Kedua mata-mata tadi lari menyelinap-nyelinap. Dan si Bungsu memburunya terus. Tapi dia merasa heran juga. Kenapa kedua mata-mata Belanda ini justru menjauh dari para Belanda yang mengepung penginapan itu?
Beberapa kali lagi mereka membelok diantara gang. Masuk ke kebun, lari terus. Masuk ke bawah kolong rumah. Lari terus. Masuk lagi. Nerbelok lagi. Dan tiba-tiba kedua mata-mata itu lenyap. Si Bungsu tertegak kehilangan arah.
Azan magrib terdengar sayup-sayup. Dia melangkah ke depan. Dan tiba-tiba dia dengar seseorang memanggil perlahan. Dia menoleh. Mata-mata tadi! Mata-mata itu memberi isyarat untuk masuk ke sebuah rumah. Si Bungsu ragu sejenak.
Tapi ada sesuatu yang mendorongnya untuk ikut. Dia melangkah memasuki sebuah rumah tua. Di dalamnya tak ada apa-apa. Di ujung sana mata-mata tadi kelihatan menuju keluar. Dia mengikuti terus. Ada beberapa buah gang lagi.
Dan tiba-tiba saja berada dalam sebuah rungan yang diterangi oleh lampu-lampu lilin yang antik.

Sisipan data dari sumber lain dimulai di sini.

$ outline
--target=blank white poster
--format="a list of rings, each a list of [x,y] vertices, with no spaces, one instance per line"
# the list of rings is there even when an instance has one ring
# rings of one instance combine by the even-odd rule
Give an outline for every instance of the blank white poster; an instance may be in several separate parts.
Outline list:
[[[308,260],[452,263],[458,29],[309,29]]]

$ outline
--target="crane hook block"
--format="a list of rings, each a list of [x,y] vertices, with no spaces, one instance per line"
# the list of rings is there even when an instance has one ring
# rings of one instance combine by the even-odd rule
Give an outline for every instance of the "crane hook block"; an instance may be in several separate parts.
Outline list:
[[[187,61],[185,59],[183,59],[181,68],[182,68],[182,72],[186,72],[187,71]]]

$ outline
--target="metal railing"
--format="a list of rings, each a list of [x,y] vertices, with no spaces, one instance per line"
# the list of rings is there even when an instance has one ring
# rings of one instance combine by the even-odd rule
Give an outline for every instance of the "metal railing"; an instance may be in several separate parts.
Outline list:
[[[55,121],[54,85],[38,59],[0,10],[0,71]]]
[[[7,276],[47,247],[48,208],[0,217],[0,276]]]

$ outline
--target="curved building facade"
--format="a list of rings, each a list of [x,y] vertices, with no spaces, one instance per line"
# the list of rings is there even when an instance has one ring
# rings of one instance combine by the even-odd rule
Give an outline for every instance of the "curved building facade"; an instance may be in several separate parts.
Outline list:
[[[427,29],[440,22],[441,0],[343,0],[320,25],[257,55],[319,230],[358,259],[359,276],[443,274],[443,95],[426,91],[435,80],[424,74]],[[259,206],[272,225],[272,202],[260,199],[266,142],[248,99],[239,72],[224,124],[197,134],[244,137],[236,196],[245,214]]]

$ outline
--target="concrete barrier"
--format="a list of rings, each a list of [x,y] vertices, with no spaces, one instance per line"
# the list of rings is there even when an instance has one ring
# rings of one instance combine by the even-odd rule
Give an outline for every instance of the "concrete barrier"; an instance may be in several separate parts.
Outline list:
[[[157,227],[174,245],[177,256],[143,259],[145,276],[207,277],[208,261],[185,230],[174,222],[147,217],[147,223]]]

Dan didalam ruangan itu ada sekitar sembilan lelaki.
Mereka semua tegak begitu si Bungsu masuk. Dan si Bungsu segera saja mengenali lelaki yang tegak paling depan.
Dia adalah pejuang yang melukai lehernya di pasar Tengah siang tadi! Lelaki itu menyongsongnya. Mengulurkan tangan dan mereka bersalaman.
“Selamat datang di kota kami Bungsu. Maafkan kekhilafan saya siang tadi. Hmm, lukanya sudah diperban…” lelaki itu berkata dengan hangat.